Xavier Alameda-Pineda and his collaborators from the University of Trento received the ACM-TOMM 2020 Nicolas D. Georganas Best Paper Award, that recognizes the most significant work in ACM Transactions on Multimedia Computing, Communications, and Applications (ACM TOMM) in a given calendar year: Increasing image memorability with neural style transfer, vol. 15 Issue 2, January 2019 by A. Siarohin, G. Zen, C. Majtanovic, X. Alameda-Pineda, E. Ricci, N. Sebe.

## 5.2 New Projects and Collaborations

### 5.2.1 Collaboration with Facebook Reality Research Lab, USA

In this project, we investigate visually assisted speech processing. In particular we plan to go beyond the current paradigm that systematically combines a noisy speech signal with clean lip images and which delivers a clean speech signal. The rationale of this paradigm is based on the fact that lip images are free of any type of noise.
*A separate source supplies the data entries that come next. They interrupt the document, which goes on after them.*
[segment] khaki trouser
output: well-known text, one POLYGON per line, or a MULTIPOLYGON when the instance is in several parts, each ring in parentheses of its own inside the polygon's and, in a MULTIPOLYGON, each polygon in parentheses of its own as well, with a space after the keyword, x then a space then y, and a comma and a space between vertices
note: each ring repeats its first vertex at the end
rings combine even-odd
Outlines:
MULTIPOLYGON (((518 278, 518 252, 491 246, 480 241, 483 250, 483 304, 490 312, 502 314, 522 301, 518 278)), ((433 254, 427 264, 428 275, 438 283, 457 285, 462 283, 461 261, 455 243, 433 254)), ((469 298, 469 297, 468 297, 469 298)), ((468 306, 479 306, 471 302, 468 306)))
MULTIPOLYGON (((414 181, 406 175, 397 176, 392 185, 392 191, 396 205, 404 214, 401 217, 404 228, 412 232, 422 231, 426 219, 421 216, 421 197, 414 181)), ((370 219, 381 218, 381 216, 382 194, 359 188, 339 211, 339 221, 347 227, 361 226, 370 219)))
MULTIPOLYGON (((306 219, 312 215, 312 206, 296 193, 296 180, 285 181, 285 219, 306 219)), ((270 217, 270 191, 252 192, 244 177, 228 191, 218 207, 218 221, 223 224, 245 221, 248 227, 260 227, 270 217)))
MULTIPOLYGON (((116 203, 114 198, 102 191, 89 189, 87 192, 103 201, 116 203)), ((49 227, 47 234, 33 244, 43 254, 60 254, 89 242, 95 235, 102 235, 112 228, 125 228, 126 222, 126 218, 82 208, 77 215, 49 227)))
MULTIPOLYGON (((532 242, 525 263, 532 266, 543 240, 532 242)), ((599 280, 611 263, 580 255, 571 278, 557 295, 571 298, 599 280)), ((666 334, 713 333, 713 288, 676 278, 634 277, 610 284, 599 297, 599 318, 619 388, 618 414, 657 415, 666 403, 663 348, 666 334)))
This hypothesis is merely verified in practice. Indeed, speech production is often accompanied by head motions that considerably modify the patterns of the observed lip movements. As a consequence, currently available audio-visual speech processing technologies are not usable in practice. In this project we develop a methodology that separates non-rigid face- and lip movements from rigid head movements, and we build a deep generative architecture that combines audio and visual features based on their relative merits, rather than making systematic recourse to their concatenation. The core methodology is based on robust mixture modeling and on variational auto-encoders, two methodologies that have been thoroughly investigated by the team.

### 5.2.2 H2020 Project SPRING

Started on Januray 1st, 2020 and finalising on May 31st, 2024, SPRING is a research and innovation action (RIA) with eight partners: Inria Grenoble (coordinator), Università degli Studi di Trento, Czech Technical University Prague, Heriot-Watt University Edinburgh, Bar-Ilan University Tel Aviv, ERM Automatismes Industriels Carpentras, PAL Robotics Barcelona, and Hôpital Broca Paris.. The main objective of SPRING (Socially Pertinent Robots in Gerontological Healthcare) is the development of socially assistive robots with the capacity of performing multimodal multiple-person interaction and open-domain dialogue. In more detail:

• The scientific objective of SPRING is to develop a novel paradigm and novel concept of socially-aware robots, and to conceive innovative methods and algorithms for computer vision, audio processing, sensor-based control, and spoken dialog systems based on modern statistical- and deep-learning to ground the required social robot skills.
• The technological objective of SPRING is to create and launch a brand new generation of robots that are flexible enough to adapt to the needs of the users, and not the other way around.
• The experimental objective of SPRING is twofold: to validate the technology based on HRI experiments in a gerontology hospital, and to assess its acceptability by patients and medical staff.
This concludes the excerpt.